From what I gather, the author is a researcher in bioinformatics related field. This may indicate that they tend to work either alone or in a relatively small group. The domain is small scope data processing/manipulation, research/exploratory code, ,likely short-lived or even one-off.
The progress in this context will possibly be governed by sheer processing speed (e.g. it’s unlikely anyone will delve deep into the code, a lot of iterations to ‘just get it done’ instead of testing etc.).
If this is more or less correct, the point that Nim might be more useful than Python for the author sounds very sensible to me. It’s a nice spot between command line tools and more functionality-loaded languages.
cat test.py | py2many --nim=1 -
http://dpaste.com//5ALVT7MK4Yes, that is the achilles heel of Python.
I am always torn between Python and PHP for new projects because of this.
The Python Syntax plus its import system are huge advantages over PHP. On the other hand, you suffer a 6x slowdown if you go with Python. Decisions decisions. I so dearly wish I could have the good parts of both worlds.

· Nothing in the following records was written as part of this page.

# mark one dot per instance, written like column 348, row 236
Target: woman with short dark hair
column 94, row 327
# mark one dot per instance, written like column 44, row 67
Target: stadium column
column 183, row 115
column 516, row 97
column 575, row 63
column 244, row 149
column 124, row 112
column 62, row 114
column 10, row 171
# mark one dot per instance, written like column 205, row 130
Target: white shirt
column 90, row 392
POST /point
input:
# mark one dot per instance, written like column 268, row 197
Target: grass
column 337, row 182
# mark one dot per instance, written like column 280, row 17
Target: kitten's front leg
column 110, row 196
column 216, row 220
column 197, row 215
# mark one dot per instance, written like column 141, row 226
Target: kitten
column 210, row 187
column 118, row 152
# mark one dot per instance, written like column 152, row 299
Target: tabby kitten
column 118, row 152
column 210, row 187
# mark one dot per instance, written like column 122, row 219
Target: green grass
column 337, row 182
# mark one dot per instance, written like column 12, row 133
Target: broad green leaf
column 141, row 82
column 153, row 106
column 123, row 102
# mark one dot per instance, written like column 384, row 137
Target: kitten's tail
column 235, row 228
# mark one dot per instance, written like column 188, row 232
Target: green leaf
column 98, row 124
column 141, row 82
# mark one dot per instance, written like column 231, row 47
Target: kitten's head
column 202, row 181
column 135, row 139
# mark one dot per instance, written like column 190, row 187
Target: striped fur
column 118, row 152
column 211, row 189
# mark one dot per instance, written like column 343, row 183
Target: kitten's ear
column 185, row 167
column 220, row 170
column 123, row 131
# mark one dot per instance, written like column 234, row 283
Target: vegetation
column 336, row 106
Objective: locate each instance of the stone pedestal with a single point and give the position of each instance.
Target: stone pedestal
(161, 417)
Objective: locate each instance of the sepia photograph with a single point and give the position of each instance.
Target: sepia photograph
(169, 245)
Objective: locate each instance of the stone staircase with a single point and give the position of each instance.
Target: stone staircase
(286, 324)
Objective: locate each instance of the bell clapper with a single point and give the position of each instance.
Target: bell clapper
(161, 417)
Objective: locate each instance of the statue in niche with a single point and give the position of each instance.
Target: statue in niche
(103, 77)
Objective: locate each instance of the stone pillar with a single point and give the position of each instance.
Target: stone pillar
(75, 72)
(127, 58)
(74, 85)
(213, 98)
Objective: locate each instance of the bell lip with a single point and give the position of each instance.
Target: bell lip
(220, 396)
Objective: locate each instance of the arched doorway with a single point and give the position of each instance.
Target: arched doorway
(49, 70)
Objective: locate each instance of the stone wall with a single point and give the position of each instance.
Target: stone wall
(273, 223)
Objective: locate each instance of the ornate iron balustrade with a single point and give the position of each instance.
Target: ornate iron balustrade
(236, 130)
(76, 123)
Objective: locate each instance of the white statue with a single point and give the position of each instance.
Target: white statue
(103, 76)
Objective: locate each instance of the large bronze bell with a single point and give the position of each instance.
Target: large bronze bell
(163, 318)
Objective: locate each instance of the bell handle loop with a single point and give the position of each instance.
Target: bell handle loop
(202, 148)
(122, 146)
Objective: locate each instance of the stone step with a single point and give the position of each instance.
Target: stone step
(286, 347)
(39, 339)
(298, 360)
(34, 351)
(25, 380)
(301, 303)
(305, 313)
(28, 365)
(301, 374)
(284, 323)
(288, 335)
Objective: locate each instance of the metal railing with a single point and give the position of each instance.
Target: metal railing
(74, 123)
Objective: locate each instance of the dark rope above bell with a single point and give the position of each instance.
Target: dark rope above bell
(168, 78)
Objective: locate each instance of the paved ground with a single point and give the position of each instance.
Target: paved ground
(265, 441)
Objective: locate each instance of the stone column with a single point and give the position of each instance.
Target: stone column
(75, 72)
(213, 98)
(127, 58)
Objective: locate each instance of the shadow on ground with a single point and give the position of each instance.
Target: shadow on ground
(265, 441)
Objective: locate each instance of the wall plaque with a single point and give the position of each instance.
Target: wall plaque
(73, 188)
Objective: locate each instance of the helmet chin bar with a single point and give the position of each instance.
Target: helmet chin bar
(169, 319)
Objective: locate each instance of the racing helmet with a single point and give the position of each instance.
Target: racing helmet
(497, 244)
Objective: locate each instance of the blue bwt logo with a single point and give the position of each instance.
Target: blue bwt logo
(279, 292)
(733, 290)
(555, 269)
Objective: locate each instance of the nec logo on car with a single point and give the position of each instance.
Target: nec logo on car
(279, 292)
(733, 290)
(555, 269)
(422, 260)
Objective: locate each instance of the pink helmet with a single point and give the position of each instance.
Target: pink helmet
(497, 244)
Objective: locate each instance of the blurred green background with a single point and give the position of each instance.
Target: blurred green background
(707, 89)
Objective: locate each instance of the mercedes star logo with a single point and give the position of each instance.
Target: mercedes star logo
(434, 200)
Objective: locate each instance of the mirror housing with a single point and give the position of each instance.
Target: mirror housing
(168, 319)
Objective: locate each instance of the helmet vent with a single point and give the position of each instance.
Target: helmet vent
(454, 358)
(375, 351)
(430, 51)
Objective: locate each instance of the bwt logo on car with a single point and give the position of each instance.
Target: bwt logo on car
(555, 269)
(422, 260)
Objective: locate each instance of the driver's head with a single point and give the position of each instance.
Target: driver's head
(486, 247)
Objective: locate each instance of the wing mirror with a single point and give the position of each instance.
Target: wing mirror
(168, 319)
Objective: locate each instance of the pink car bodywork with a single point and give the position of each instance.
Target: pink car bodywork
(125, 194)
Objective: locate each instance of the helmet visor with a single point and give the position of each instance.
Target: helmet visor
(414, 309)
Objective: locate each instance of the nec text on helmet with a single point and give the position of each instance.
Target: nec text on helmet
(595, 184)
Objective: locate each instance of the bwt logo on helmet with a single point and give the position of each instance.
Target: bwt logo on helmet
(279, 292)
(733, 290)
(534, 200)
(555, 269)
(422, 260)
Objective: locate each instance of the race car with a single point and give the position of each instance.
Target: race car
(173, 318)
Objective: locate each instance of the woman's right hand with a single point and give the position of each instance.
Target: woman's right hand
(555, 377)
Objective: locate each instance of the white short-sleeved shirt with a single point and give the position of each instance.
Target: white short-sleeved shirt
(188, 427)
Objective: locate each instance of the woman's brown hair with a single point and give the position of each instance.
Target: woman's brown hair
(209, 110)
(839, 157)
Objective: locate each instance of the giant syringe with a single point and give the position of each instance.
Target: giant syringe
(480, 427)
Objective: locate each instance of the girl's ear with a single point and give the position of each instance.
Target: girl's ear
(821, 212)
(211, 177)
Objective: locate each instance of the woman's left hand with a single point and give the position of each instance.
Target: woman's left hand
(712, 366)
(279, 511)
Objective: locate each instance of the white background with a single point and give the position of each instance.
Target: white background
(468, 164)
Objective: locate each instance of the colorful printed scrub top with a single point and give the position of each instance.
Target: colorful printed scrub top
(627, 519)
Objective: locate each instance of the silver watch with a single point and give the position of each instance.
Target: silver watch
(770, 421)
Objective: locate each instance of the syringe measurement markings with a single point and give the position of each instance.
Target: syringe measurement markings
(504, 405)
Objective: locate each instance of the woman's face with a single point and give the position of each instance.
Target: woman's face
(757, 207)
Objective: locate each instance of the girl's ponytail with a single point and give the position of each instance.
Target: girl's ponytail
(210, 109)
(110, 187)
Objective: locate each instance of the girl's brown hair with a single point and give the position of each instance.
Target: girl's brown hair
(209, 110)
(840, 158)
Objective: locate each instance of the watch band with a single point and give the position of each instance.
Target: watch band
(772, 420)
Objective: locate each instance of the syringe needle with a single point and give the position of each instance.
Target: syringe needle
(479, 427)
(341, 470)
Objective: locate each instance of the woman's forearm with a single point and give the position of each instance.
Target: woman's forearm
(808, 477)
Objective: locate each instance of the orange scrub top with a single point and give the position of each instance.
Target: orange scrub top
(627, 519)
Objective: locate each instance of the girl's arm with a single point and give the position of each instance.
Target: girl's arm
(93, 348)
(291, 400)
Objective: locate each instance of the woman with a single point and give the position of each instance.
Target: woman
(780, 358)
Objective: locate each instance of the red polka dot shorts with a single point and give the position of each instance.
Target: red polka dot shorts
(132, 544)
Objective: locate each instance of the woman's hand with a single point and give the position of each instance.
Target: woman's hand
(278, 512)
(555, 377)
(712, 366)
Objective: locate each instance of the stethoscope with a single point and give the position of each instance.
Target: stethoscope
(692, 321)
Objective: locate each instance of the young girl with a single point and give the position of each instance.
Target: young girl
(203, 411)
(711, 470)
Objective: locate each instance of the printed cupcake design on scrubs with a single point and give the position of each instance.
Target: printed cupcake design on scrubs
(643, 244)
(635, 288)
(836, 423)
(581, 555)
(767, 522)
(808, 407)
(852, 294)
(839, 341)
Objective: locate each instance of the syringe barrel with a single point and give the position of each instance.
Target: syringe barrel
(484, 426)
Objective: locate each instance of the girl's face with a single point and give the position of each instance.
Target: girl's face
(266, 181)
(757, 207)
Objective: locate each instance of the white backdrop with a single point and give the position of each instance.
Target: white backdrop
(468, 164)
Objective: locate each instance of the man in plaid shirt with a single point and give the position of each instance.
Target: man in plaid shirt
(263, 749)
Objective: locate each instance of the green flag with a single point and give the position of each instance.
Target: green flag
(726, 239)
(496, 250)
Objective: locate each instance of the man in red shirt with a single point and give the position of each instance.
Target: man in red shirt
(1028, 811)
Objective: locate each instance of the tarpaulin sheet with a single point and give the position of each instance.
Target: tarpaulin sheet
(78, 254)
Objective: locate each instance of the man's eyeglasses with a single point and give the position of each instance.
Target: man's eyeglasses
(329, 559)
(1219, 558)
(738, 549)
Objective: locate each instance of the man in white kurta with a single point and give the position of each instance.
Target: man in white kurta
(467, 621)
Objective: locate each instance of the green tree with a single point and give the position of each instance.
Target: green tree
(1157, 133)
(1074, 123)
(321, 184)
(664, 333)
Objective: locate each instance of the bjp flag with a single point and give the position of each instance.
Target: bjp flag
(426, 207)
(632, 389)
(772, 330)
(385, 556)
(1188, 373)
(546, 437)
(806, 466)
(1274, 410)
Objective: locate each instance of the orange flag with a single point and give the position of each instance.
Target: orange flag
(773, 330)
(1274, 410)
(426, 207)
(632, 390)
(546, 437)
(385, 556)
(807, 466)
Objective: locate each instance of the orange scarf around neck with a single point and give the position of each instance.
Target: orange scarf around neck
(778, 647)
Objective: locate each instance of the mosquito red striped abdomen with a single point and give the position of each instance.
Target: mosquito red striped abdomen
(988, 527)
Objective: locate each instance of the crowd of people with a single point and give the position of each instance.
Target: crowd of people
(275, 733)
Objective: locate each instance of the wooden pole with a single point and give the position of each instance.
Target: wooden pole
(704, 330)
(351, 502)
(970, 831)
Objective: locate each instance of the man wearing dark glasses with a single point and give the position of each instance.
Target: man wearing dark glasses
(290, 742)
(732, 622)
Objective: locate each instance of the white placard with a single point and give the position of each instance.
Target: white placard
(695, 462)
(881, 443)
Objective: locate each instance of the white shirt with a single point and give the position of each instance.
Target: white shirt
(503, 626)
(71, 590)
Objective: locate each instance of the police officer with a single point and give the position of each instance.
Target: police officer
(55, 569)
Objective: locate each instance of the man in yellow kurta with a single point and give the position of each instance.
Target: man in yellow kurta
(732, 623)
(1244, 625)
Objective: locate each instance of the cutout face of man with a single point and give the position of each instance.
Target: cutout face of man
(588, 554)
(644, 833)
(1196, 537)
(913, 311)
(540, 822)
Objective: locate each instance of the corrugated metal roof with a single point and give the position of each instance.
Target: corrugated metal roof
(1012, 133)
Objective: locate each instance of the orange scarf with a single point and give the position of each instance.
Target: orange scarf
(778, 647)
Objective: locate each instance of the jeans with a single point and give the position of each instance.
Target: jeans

And for data processing of all things ...
Php is also very slow, on top of being many other kinds of unpleasant and broken.
I think that is pip.
Python is good where speed of development matters, where you write throw-away code testing some ideas and you want to do it fast, where you write glue code, for prototypes, for small code bases.
Once you are getting outside of that area, you better should use a language more suited for the task.
As for myself, even if I can use Python in some cases, I can churn C# code almost as fast so I prefer doing it that way in case I want to grow the code later or use it somewhere else. Being lazy, I dislike rewriting code.